The appellant was not stopped from cross-examining the witness,
but only in relation to the specific aspect, to which the appellant
indicated that he would call the particular witness who could testify
about the matter. He also did so. In my view the appellant was not
prejudiced by the objection being upheld.








[22] In my view
there is no merit in the submissions by the appellant that he was
wrongly convicted on the first main count and the appeal against the
conviction on the first main count must therefore be dismissed.








[23] The
appellant, in his ‘letter of appeal’ indicated that the
appeal is noted against both conviction and sentence, but in his
letter and oral arguments in court the appellant did not mention
anything against the sentence.
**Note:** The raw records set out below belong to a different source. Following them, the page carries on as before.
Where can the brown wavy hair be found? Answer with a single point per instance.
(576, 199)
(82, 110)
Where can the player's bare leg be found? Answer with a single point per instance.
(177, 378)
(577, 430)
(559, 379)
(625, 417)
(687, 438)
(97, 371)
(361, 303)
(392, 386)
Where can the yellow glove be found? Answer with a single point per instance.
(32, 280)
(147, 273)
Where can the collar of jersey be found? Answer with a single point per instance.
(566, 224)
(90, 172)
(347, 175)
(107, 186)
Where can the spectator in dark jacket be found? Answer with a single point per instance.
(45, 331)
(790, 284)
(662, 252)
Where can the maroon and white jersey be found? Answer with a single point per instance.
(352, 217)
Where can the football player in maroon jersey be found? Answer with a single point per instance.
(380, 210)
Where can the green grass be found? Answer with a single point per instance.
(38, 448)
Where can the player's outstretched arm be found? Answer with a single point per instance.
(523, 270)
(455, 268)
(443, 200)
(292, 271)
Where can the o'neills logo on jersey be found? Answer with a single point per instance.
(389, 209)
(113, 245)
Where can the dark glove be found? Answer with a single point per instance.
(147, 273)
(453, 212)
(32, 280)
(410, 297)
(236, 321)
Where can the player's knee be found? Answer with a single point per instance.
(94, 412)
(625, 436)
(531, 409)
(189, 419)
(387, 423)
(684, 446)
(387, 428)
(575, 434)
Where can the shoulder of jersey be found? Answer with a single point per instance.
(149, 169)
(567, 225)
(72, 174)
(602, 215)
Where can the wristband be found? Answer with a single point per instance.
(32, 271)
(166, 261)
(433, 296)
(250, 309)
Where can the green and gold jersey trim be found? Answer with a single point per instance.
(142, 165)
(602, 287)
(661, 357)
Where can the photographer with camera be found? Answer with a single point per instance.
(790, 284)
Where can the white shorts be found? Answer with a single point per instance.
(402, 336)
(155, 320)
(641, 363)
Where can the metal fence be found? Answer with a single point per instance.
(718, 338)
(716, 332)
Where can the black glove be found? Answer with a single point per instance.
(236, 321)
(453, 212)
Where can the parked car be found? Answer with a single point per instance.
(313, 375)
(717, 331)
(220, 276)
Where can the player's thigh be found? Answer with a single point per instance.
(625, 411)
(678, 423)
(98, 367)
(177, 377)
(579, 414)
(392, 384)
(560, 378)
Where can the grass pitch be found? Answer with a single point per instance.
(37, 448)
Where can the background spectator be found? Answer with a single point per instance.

In light hereof this aspect is not
considered further.








[24] In the result
I make the following order:




  1. The appeal fails
    in respect of the conviction and sentence on the first main count.



  2. The conviction
    and sentence in respect of the second charge are set aside.














______________________



UEITELE J













I agree.























______________________



VAN NIEKERK, J



COUNSEL ON
BEHALF OF THE APPELLANT: In Person













COUNSEL ON
BEHALF OF THE RESPONDENT: Ms. Husselmann INSTRUCTED BY: OFFICE OF THE
PROSECUTOR -GENERAL









1Rule
67 (1) of the Magistrates’ Court Rules





2(see
e.g.
S
v Horne

1971
(1) SA 630

(CPD)
631H-632A;
S
v Khoza

1979
(4) SA 757

(N)
758B;
S
v Wellington

1990
NR 20

HC
22G-23A;
Tuhafeni
Kakololo v The State

(Case
No. CA 42/2001, unreported, delivered 15/11/2002);





3In
S v Zemburuka 2008 (2) NR 737 (HC) at page 738





4See
R v Schech
1927 TPD 839 at page 841





5See
Hiemstra’s
Criminal Procedure
:
LexisNexis at page 26-25





61961
(4) SA 77 (N) at 78A





7See
also S v Velela 1979 (4) SA 581 (C).